We went in for the ultrasound at 20 weeks. The midwife's apprentice accompanied us. She asked me if there were any concerns and I told her I had not yet felt the baby move, and it troubled me. She assured me it wasn't that abnormal, especially with a first baby (this one was my 4rth). The doctor asked me the same thing, and I gave him the same answer. I received the same response from him.

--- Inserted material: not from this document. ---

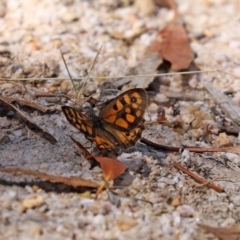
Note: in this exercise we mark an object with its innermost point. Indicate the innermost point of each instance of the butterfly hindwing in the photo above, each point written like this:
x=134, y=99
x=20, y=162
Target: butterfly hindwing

Then I watched as he started the ultrasound, trying to get a good look at the baby. She was in a hard to get position. He jammed that thing down into my belly so hard. Much harder than I remember these being. He said something seemed off. He continued to do measurements, saying not too much. I watched the screen as my baby didn't move. At some point, when he was pushing especially hard, she did move. It was not a natural feeling. I kept pleading in my mind for him to address the real issue. By this point, I've always seen the heartbeat. Why isn't he talking about the heart? After a while, he shows me. It's a little box on the screen, inside it shows all of the blood/fluid flow. The placenta was rife with activity. Then he moves to the babies legs. Nothing. Then slowly up to the babies abdomen. It's completely still. No color, no activity. No heart. I suppose the heart was in there somewhere. But it wouldn't show up at all with absolutely no blood pumping. It's like my baby was hollow. Only then did he finally tell me what he'd been thinking.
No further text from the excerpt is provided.